Iraq faces ticking bomb of unemployment despite billions in oil revenues
BAGHDAD – While billions of dollars from Iraq’s oil exports continue to flow into the central treasury in Baghdad, thousands of university graduates are taking to the streets across the capital and provincial cities, not to demand higher wages, but simply to secure a job that will guarantee their future.
The stark contrast between the country’s natural wealth and the scarcity of opportunities for its workforce paints a picture of a deep structural crisis, where unemployment has evolved from an economic challenge into a “ticking time bomb” threatening social stability.
Official data from the Ministry of Planning, released in early 2025, indicates a fall in the national unemployment rate to 13 percent, down from 16.5 percent in 2022. Yet these figures remain widely disputed by analysts, particularly among the country’s youth, where unemployment soars to between 20 and 25 percent, the largest demographic group.
Every year, between 250,000 and one million new graduates enter the labour market, including students returning from abroad, creating a massive gap between the output of the education system and the economy’s absorptive capacity.
Despite the slight decline in the headline unemployment rate, Iraq remains among the ten Arab countries with the highest levels of joblessness in 2025, according to Trading Economics, reflecting the failure of successive policies to achieve meaningful breakthroughs.
The core problem lies in Iraq’s near-total dependence on oil, which accounts for roughly 90 percent of the state budget but employs only a small fraction of the population.
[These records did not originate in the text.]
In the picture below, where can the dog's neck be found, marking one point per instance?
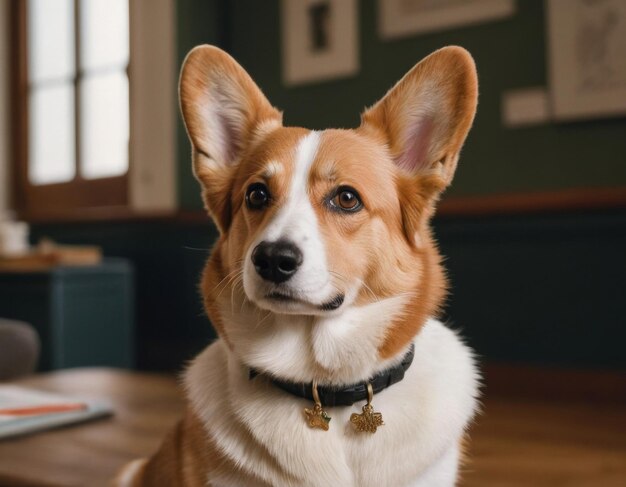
(339, 349)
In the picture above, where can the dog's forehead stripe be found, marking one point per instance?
(306, 152)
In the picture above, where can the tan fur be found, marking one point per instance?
(387, 246)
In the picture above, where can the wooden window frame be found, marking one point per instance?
(58, 199)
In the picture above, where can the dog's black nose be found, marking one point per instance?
(276, 261)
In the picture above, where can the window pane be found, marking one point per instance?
(50, 39)
(51, 141)
(104, 130)
(103, 33)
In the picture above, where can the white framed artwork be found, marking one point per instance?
(401, 18)
(587, 58)
(319, 40)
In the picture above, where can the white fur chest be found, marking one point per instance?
(262, 429)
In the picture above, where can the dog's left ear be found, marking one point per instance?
(426, 116)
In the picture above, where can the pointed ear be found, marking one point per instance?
(223, 111)
(426, 116)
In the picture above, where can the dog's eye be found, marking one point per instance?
(346, 199)
(257, 196)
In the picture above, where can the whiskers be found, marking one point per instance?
(344, 280)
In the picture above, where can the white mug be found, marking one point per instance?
(13, 238)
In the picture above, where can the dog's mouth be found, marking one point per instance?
(281, 297)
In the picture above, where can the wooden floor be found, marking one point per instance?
(514, 442)
(530, 442)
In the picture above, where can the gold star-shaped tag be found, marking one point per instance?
(317, 417)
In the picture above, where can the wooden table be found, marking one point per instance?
(517, 441)
(90, 454)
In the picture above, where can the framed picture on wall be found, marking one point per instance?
(587, 58)
(319, 40)
(401, 18)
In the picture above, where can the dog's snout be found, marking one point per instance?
(276, 261)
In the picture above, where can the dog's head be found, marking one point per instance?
(315, 226)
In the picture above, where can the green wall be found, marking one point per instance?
(510, 54)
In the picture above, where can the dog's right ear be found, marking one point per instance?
(222, 108)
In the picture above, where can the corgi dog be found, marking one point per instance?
(331, 368)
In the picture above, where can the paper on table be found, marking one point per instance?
(14, 397)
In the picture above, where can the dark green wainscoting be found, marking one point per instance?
(543, 289)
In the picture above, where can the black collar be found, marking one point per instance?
(346, 396)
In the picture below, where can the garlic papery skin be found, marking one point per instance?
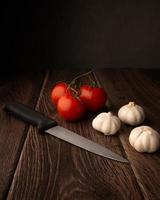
(107, 123)
(131, 114)
(144, 139)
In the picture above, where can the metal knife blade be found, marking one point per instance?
(50, 126)
(84, 143)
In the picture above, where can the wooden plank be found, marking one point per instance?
(23, 88)
(143, 87)
(52, 169)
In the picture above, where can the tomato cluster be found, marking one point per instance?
(72, 104)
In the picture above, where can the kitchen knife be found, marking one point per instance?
(50, 126)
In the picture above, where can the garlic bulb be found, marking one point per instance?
(144, 139)
(106, 123)
(131, 114)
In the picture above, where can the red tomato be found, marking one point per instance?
(58, 91)
(70, 108)
(94, 98)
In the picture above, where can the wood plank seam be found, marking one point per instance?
(143, 193)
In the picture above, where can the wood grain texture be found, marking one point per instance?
(52, 169)
(22, 88)
(143, 87)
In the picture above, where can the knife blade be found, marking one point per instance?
(50, 126)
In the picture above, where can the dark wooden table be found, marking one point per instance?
(36, 166)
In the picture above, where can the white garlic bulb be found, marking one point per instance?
(144, 139)
(131, 114)
(106, 123)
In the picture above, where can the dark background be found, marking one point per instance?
(80, 33)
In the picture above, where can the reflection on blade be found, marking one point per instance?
(84, 143)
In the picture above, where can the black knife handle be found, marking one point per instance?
(29, 115)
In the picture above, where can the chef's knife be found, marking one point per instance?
(50, 126)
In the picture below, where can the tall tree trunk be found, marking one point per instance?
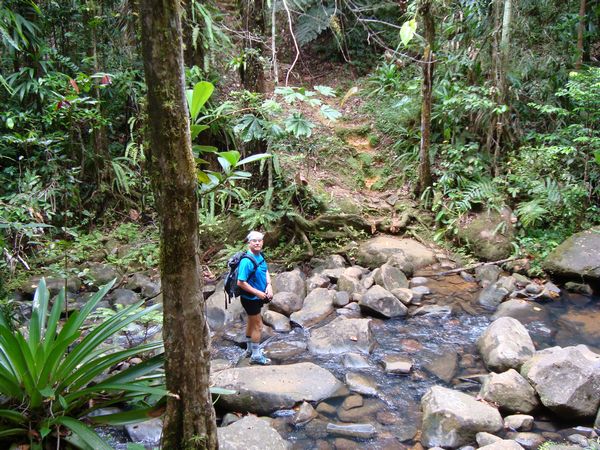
(190, 418)
(580, 30)
(253, 19)
(426, 92)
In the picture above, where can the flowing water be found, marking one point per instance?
(442, 347)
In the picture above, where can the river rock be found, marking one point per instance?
(382, 302)
(390, 278)
(518, 422)
(286, 303)
(289, 282)
(264, 389)
(567, 380)
(277, 321)
(147, 433)
(359, 430)
(317, 306)
(505, 344)
(349, 283)
(452, 418)
(361, 384)
(488, 234)
(355, 361)
(342, 336)
(510, 391)
(503, 444)
(491, 296)
(577, 258)
(250, 433)
(408, 254)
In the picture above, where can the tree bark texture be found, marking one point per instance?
(580, 30)
(251, 71)
(426, 92)
(190, 417)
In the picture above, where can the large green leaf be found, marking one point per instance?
(201, 93)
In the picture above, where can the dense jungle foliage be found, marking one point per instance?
(514, 115)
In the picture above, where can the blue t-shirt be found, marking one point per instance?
(258, 279)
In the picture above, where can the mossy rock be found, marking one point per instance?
(488, 235)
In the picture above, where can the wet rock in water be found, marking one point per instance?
(102, 274)
(317, 306)
(353, 401)
(146, 433)
(418, 281)
(518, 422)
(359, 430)
(315, 281)
(283, 350)
(566, 379)
(382, 302)
(349, 284)
(431, 310)
(396, 364)
(361, 384)
(442, 365)
(390, 277)
(482, 438)
(355, 361)
(579, 288)
(578, 257)
(404, 295)
(527, 440)
(263, 389)
(277, 321)
(503, 444)
(286, 303)
(289, 282)
(510, 391)
(505, 344)
(342, 298)
(250, 432)
(305, 414)
(341, 336)
(492, 296)
(489, 274)
(124, 297)
(451, 418)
Successive governments have struggled to convert oil wealth into engines of growth for productive sectors.
Economic consultant Mazhar Mohammed Saleh told Shafaq News that Iraq’s economy remains “rentier,” with manufacturing and agriculture unable to compete against unrestricted imports, effectively turning the country into “a market for neighbouring countries’ goods” rather than a producer in its own right.
The absence of alternative employment has also led to the ballooning of the state administrative apparatus, which suffers from “hidden unemployment” and enormous operational costs. Meanwhile, the private sector faces bureaucratic hurdles, administrative corruption, and a lack of social guarantees, pushing young Iraqis to wait for government jobs rather than take risks with private ventures.
The contrast is stark: a nation holding the world’s fifth-largest oil reserves sees 36.8 percent of its population, roughly 17 million people, living in multidimensional poverty.
One protester said, “I feel that my seven years of study have been wasted; long-term unemployment hasn’t just stolen my income, it has stolen my mental stability and hope for the future.”
This sense of marginalisation among the youth creates fertile ground for unrest and drives illegal migration, as well as the potential exploitation of young talent by extremist groups and illegal organisations.
Experts say the solution is not “paper appointments” but deep structural reforms. These should include reducing dependency on oil by encouraging investment in renewable energy, smart agriculture, and manufacturing, reforming education to close the gap between academic curricula and modern labour market needs, particularly digital and technical skills, and supporting small enterprises with accessible financing and legal protections for young entrepreneurs.
Observers warn that Iraq’s youth could either become “an immense developmental force” leading the country toward prosperity or “a combustible burden” if neglect and sectarian allocation of resources continue. Wealth exists, but effective management and equitable distribution of opportunities remain the missing link in Iraq’s developmental model.